Transcription factor binding can create focal changes to chromatin architecture such that nucleosomes are displaced and the surrounding DNA becomes more physically accessible (‘open’). Information about chromatin accessibility can then be used to infer binding of individual transcription factors by looking for small regions that are protected (‘footprints’) relative to the more accessible flanking regions. Some of the first genome-wide maps of open chromatin regions in human pancreatic islets used formaldehyde-assisted isolation of regulatory elements (FAIRE-seq) [19] or DNase I digestion coupled to DNA sequencing (DNase-seq) [20]. By comparing these data to maps from other cell types, these studies identified islet-specific open chromatin regions that coincided with evolutionarily conserved binding sites for key islet transcription factors near to genes of critical importance in pancreatic islets (e.g. PDX1 and NKX6-1). Subsequently, Pasquali and colleagues identified a subclass of open chromatin regions (which they referred to as C3 regions) enriched for enhancer-associated histone marks, bound by multiple key islet transcription factors, and in long-range physical interactions with nearby islet-specific gene promoters [21]. In recent years, a new open chromatin profiling method, the assay for transposase-accessible chromatin sequencing (ATAC-seq) [22], has enabled more routine analysis of scarce samples, such as human pancreatic islets, because of its lower minimum sample size (Fig. 2a). Recent islet ATAC-seq analyses identified significant enrichment for type 2 diabetes GWAS SNPs within the footprints of transcription factors belonging to the regulatory factor X (RFX) family [23]. Interestingly, for all nine SNPs found across five independent loci, the risk alleles disrupted highly preferred bases within the RFX motifs, suggesting a model in which cumulative disruption of RFX binding sites leads to increased risk of type 2 diabetes. Notably, mutations in the DNA-binding domain of RFX6 result in Mitchell–Riley syndrome, an autosomal recessive neonatal form of diabetes [24].

Fig. 2

Pinpointing individual cis-regulatory elements within broader regulatory regions. (a) Open chromatin regions can be identified by DNase-seq or ATAC-seq. Motif analysis within open chromatin regions may identify bound cognate transcription factors. Here we have shown how searching a transcription factor binding site motif database for the motifs identified in the open chromatin region can nominate a motif associated with a specific transcription factor. (b) Expression quantitative loci (eQTL) analyses, which use statistical associations between genetic variation and gene expression at a population level, can identify variants that influence expression of downstream target genes, for example, by activating or disrupting transcription factor binding sites. In this example, the blue ‘C’ allele disrupts the red motif and is associated with decreased expression of the hypothetical target ‘gene X’. This figure is available as part of a downloadable slideset

Compared with analysis of histone marks, open chromatin analyses (especially ATAC-seq) have a higher resolution, permitting the identification of specific transcription factor motifs that may be systematically altered by risk alleles. These findings represent a higher-resolution form of convergence: not only are islet enhancers enriched for overlap with type 2 diabetes GWAS variants, but the specific RFX motifs within these larger islet enhancers are systematically disrupted by risk alleles. The next step towards identifying the putative target gene of the regulatory motif can be accomplished with expression quantitative trait loci (eQTL) studies, which look at population-level statistical associations between gene expression and genetic variation to assign SNPs to target genes (Fig. 2b). Several such studies have been conducted across diverse and diabetes-relevant human tissues, such as adipose tissue, islets, liver and skeletal muscle [23, 25,26,27,28], and larger emerging studies promise to be a valuable sources of eQTLs. Additional layers of regulatory annotation could reveal additional signatures of convergence.

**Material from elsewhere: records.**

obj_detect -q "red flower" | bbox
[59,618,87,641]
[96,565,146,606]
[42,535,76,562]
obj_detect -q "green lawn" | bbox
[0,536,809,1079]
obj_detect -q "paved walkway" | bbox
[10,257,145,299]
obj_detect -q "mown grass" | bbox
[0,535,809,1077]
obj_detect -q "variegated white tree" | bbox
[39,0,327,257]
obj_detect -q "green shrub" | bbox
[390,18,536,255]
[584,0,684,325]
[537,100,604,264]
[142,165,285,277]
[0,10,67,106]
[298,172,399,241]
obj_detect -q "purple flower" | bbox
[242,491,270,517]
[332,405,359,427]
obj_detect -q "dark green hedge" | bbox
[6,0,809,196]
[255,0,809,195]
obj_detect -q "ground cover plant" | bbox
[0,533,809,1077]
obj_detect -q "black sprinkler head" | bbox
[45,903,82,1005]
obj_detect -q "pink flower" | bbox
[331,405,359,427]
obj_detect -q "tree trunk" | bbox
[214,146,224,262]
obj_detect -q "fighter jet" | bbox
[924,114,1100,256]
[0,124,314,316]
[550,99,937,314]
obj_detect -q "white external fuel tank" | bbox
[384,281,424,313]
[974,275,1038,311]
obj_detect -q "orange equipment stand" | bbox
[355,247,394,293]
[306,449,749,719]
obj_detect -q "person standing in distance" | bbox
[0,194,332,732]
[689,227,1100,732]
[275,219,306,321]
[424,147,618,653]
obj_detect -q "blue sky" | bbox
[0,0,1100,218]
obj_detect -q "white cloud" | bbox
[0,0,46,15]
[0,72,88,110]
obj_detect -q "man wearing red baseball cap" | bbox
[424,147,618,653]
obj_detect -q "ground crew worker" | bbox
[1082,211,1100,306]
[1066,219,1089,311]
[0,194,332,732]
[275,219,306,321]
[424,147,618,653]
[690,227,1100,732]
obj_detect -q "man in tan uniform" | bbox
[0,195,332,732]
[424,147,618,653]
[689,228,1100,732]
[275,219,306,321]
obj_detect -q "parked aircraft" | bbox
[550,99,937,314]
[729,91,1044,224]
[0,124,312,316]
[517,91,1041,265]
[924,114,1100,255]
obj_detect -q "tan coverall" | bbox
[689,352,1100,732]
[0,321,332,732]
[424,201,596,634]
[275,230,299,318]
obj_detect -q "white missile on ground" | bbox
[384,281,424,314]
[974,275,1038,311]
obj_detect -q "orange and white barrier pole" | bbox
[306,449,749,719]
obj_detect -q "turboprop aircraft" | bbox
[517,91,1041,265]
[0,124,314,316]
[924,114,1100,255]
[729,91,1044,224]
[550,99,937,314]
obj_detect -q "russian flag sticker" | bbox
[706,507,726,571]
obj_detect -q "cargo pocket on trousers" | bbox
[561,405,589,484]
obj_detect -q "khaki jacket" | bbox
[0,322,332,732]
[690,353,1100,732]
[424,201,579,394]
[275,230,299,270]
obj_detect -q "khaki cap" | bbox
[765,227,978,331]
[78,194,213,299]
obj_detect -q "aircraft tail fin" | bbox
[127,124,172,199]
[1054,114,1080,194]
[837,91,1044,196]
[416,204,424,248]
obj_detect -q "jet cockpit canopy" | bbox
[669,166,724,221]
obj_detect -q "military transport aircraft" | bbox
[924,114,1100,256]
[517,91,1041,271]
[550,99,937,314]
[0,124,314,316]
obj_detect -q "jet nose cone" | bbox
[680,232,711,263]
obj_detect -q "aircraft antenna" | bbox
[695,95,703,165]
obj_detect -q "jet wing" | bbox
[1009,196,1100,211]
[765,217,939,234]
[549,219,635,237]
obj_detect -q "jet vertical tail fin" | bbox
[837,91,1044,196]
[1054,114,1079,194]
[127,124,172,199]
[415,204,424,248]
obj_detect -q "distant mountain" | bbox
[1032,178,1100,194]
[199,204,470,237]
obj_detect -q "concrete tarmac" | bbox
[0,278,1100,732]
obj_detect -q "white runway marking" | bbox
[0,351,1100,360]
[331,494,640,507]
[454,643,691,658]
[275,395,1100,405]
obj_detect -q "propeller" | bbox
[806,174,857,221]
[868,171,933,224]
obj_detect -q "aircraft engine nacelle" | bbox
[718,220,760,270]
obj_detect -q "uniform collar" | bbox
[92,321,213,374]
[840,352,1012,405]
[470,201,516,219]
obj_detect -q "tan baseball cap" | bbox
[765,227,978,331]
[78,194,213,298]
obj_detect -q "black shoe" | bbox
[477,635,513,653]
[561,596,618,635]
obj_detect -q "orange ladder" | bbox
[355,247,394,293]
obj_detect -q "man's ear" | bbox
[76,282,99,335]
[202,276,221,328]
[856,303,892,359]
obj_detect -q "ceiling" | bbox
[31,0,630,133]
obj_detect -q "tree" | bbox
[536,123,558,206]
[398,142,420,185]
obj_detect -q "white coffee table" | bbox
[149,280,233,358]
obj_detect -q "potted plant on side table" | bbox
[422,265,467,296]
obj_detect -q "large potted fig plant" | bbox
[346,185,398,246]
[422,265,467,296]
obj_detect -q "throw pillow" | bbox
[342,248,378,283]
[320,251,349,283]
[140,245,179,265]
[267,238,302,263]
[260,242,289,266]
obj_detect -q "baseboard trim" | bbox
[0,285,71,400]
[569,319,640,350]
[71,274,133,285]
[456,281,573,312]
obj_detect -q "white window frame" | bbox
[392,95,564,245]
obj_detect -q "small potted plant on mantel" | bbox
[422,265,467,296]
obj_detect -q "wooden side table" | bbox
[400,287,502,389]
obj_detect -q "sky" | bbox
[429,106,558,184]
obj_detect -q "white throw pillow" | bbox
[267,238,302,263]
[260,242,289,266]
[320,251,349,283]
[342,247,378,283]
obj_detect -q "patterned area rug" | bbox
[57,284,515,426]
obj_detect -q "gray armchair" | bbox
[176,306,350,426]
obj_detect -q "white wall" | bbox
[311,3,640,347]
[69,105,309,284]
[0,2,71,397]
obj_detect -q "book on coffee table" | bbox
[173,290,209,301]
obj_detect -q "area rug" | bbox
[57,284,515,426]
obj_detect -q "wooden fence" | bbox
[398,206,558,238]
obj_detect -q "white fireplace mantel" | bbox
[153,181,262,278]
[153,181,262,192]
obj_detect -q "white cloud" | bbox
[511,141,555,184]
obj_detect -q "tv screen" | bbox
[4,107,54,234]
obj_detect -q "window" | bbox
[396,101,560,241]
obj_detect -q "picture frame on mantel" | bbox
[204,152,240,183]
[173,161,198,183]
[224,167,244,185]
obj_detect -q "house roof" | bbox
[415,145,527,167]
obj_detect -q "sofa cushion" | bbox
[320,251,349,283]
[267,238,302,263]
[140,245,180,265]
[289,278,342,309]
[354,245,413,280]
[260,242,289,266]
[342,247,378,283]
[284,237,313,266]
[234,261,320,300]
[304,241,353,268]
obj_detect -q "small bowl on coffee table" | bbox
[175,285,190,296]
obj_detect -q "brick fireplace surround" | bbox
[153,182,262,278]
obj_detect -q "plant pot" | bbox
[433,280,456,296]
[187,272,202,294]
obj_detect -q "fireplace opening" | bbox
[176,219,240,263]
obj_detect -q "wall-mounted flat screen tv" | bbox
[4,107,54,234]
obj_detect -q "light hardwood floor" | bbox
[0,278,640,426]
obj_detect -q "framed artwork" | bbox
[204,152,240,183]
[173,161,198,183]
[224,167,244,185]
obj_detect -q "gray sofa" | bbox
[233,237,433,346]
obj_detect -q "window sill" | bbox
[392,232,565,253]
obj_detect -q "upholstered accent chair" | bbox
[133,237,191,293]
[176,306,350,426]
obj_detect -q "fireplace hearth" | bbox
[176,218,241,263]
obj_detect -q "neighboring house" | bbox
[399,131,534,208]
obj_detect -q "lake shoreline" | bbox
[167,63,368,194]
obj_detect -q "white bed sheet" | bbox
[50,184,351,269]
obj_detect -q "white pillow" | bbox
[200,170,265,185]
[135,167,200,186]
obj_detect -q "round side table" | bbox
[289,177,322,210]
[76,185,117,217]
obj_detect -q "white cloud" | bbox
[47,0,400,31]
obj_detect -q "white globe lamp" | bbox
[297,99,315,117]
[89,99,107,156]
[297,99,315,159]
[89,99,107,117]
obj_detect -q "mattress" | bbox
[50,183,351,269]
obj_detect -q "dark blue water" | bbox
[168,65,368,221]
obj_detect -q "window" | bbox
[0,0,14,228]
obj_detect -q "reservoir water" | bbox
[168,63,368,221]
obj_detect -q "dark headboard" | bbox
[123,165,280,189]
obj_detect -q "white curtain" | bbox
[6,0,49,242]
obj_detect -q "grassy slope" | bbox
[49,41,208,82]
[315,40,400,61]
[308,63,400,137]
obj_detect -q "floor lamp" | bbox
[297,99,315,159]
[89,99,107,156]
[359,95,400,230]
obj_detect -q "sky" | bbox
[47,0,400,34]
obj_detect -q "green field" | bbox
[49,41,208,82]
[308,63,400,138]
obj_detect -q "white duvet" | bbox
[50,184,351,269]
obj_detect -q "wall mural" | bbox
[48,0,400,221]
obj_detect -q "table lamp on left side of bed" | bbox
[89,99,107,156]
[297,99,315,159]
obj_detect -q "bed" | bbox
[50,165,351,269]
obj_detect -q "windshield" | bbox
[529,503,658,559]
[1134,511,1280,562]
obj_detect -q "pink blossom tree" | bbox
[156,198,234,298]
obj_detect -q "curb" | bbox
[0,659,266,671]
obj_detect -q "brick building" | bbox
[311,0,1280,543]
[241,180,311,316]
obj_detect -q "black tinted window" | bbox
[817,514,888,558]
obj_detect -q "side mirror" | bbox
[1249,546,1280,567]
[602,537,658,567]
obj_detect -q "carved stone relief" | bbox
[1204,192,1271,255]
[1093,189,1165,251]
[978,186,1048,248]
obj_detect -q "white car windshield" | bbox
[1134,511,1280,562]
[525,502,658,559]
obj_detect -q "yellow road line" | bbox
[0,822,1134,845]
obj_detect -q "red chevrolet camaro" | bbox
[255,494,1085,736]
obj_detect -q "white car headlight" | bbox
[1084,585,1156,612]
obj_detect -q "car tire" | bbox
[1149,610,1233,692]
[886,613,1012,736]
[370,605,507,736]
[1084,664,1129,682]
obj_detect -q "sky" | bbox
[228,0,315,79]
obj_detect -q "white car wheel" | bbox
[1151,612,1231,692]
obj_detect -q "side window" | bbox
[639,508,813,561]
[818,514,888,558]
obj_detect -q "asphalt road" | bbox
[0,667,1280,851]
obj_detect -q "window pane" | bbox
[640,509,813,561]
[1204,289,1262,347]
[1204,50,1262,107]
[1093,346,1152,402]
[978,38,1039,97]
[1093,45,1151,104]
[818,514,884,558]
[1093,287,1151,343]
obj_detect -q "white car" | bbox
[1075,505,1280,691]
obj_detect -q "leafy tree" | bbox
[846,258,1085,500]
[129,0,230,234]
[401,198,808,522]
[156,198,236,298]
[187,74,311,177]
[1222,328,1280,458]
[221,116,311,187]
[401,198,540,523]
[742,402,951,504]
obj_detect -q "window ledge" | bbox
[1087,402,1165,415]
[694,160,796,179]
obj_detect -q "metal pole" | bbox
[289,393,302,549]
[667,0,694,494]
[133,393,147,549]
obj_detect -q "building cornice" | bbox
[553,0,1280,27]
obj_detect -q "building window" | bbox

Activity-based functional genomics to nominate causal variants

While mapping histone marks and open chromatin regions can identify candidate regulatory regions, complementary approaches are needed to functionally validate the effect of individual genetic variants on enhancer activity. One such method is to narrow down putative causal variants to a subset through statistical genetic fine-mapping (reviewed in [29]). However, even with large cohorts and diverse ancestries, there frequently remain a number of plausible candidate regulatory variants. Because statistical genetic fine-mapping techniques and functional genomics may yield discordant results, it is important to compare the subsets of variants that emerge from these approaches.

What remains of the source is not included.